So, I’ll be honest and admit that I’ve been dipping in and out of the Read Around the World Book Club these last few months. I’m beginning to realise that there is a difference between stretching my reading boundaries/widening my knowledge of the world and forcing myself to read a book because I feel I ‘should’. Not that you have to read all the books in the book club – it is just a pressure I put on myself (no surprise there then). However, when I read the blurb for Chappy, I knew that this was a story I wanted to explore further:
“Uprooted from his privileged European life and sent to New Zealand to sort himself out, twenty-one-year-old Daniel pieces together the history of his Māori family. As his relatives revisit their past, Daniel learns of a remarkable love story between his Māori grandmother Oriwia and his Japanese grandfather Chappy. The more Daniel hears about his deceased grandfather, the more intriguing – and elusive – Chappy becomes.”
This is most definitely a character piece; the pace is very slow, fluid and gentle. I loved Grace’s style very much, but I also know some of the group found it frustrating and found it difficult to engage with.
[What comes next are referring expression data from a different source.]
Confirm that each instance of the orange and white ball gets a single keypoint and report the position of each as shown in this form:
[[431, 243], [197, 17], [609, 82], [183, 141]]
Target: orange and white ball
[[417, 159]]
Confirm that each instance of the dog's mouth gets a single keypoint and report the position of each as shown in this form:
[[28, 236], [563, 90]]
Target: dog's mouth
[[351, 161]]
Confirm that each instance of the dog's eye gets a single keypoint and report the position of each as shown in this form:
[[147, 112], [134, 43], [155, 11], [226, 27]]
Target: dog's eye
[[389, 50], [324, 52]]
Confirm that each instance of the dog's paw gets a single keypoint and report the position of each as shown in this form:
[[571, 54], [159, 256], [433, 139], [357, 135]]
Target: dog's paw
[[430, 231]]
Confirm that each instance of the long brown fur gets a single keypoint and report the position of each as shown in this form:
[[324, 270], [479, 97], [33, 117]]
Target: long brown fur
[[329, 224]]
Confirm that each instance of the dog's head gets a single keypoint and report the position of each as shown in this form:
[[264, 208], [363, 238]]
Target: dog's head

Why this book spoke to me:
Daniel pieces himself together though discovering his family history, he finds his roots and purpose. He becomes a storyteller. I think this is such a wonderful concept and one I very much identify with. I love how important traditions and ancestors are in this story:
“These are the moments when all time becomes present and you understand that you are merely a bead on an unbroken necklace which is without beginning or end.”
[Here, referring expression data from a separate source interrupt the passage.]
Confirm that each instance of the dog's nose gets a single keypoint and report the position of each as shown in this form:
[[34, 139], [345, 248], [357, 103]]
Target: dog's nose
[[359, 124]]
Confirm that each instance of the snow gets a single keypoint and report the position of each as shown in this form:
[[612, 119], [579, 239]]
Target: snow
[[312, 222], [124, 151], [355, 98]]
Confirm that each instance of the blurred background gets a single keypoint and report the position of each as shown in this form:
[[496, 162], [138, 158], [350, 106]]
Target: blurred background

I love how connected to the land the characters are, especially Daniel’s uncle Akai:
“But not to worry, there’s singing in the mountains, laughter in the trees, dancing in the light of evening fires. There’s whispering in hearts and minds and shadows. That’s enough for me.”
The characters are just wonderful. Warmhearted, passionate, plain speaking, resilient Oriwia. Gentle, sweet, damaged and displaced Chappy. Quirky, nature loving, rooted, spirited Akai.
The importance Grace gives to storytelling, be Daniel’s own, his family’s or that of the Māori people.
The theme of community, which runs fiercely throughout. Everyone has value, everyone has a contribution to make. People take care of each other. People are genuinely interested in each other.
The exploration of what it means to be an immigrant is most poignant and is just as relevant today as it was in the time the book was set. The fear of the unknown, and consequently racism, causes such horrendous consequence – why are human beings not able to learn from past mistakes?
The portrayal of how the Māori people were treated in New Zealand in the 40s and 50s was incredibly thought provoking. I knew so little: the taking away of land, the everyday discrimination, the poverty, the segregation.
To finish, something I loved the most was how Daniel’s great grandfather defines belonging:
“Who he’s mountain? Who he’s river? Who he’s ancestors? Who he’s name? Who he is?”